Great post. Keeping your house in order and not trading with scared money is no doubt important. I imagine those who are well capitalized and wealthy could approach trading almost similar to trading in a simulator. So, keeping your house in order, trading with money that wouldn't bother you to lose and with low leverage should take care of many psychological issues and pressure. I'm sure there's more to it, though, but you no doubt outlined the most important foundation here.
%% Strange the way sometimes small works well + better\ just dont forget about it Some times it feels like the market tries to trick or get you\ but really how many traders/investors have goal of trying to trick or get some one.?? NOT many/ because most want a profit.[ Imagine briefly, a silly written trading plan , dont make a profit, just inflict pain or trick some one, how silly can someone get??] Actually i was thinking of one of my first trades many years ago; i was afraid the market was going to reverse as soon as i got in\ as if= ''ok we see some one just did an odd lot,, so ALL market traders + investors+ funds REVERSE'' Cant really separate emotions from trading; but for sure, can separate stupid stuff + unreasonable from trading.
Hello Laissez Faire, That is correct. Lets be honest. If you had $500,000 in the bank in your saving, and no debt, and a wife happy in her career, and you happy in your career, and another $50,000 to go trade with, you would not have NO mental issues. The only issue I have and working on daily is trading skill or verification of an trading edge. Most people just take the $500,000 and get busy trading with no expeirence. After about $300,000 in losses, the mental issues start.
Someone who has a full time career and also trades on the side is not a pro trader, they are a hobby trader. Of course such a person will not have as many mental issues when trading. But at the same time they wont make anywhere near the amount of money as a focused professional trader does.
Not quite. The 30k you are paying for the car is money you are pissing away.
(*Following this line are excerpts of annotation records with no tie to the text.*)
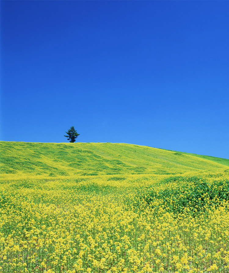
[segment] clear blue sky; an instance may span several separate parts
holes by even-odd
[[[229,158],[229,1],[1,6],[1,140]]]

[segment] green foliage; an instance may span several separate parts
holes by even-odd
[[[67,135],[64,136],[68,138],[67,140],[69,140],[70,142],[75,142],[76,138],[78,137],[80,134],[78,133],[77,131],[75,130],[74,126],[71,126],[70,127],[70,129],[69,129],[68,131],[66,133]]]
[[[174,177],[162,183],[176,183],[174,187],[166,187],[159,191],[154,190],[145,195],[149,204],[156,200],[175,214],[188,213],[197,216],[210,207],[218,206],[229,200],[229,181],[215,181],[210,183],[199,177]]]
Drive it off the lot and it has depreciated 10%. The longer you keep it the less it is worth. Borrow money to buy stuff that apprciates or at least has a chance to appreciate. You got a home without a mortgage and you borrow to buy a car? You got investments? Sell the investments, buy the car, borrow to buy new investments. At least they have a chance of appreciating and the loan interest is deductible.
Um I am not so sure about plenty of money thing. I think more accurately, if one had an excess of say, 200-300K cash flow (profit) a year guaranteed, it would be like sim. Once you make a bunch, the issue is cash flow-generation and capital preservation. A bad martingale loss would set one back pretty hard loosing what you have made, which is almost worse. An old school (Pre-5 rings- Musashi), is that you need to be so proficient it is deeply burned into you mind and body, that the right thing is second nature. Of course it was hard to keep your cool with 50+ guys with swords, spears and bow-arrows on a battlefield. So trading should be easy right? Also sometimes it is more about being right or wrong than making money. We have all been there.
Why would anyone in that situation want to be a trader, if they have such a great life already? Attempting trading will only reduce happiness for them. As such people tend to discover pretty quickly.
Managing your personal balance sheet is part of running your "trading business." Money is fungible. You should borrow at the lowest rate you can with the longest maturity, easiest pre-payment penalties, and tightest recourse. If some car salesman will lend me 75k for my wife's car at 2% over 7 years, non-recourse, with no pre-payment penalty, i will take that every day of the week and keep that 75k in my brokerage account to earn. The fact that the car depreciates the moment I drive off the lot is irrelevant. I still own that specific asset no matter how i finance it.
Many cars are appreciating assets these days. Wife recently totalled her car, insurance company paid out 10% more than i paid it for three years ago.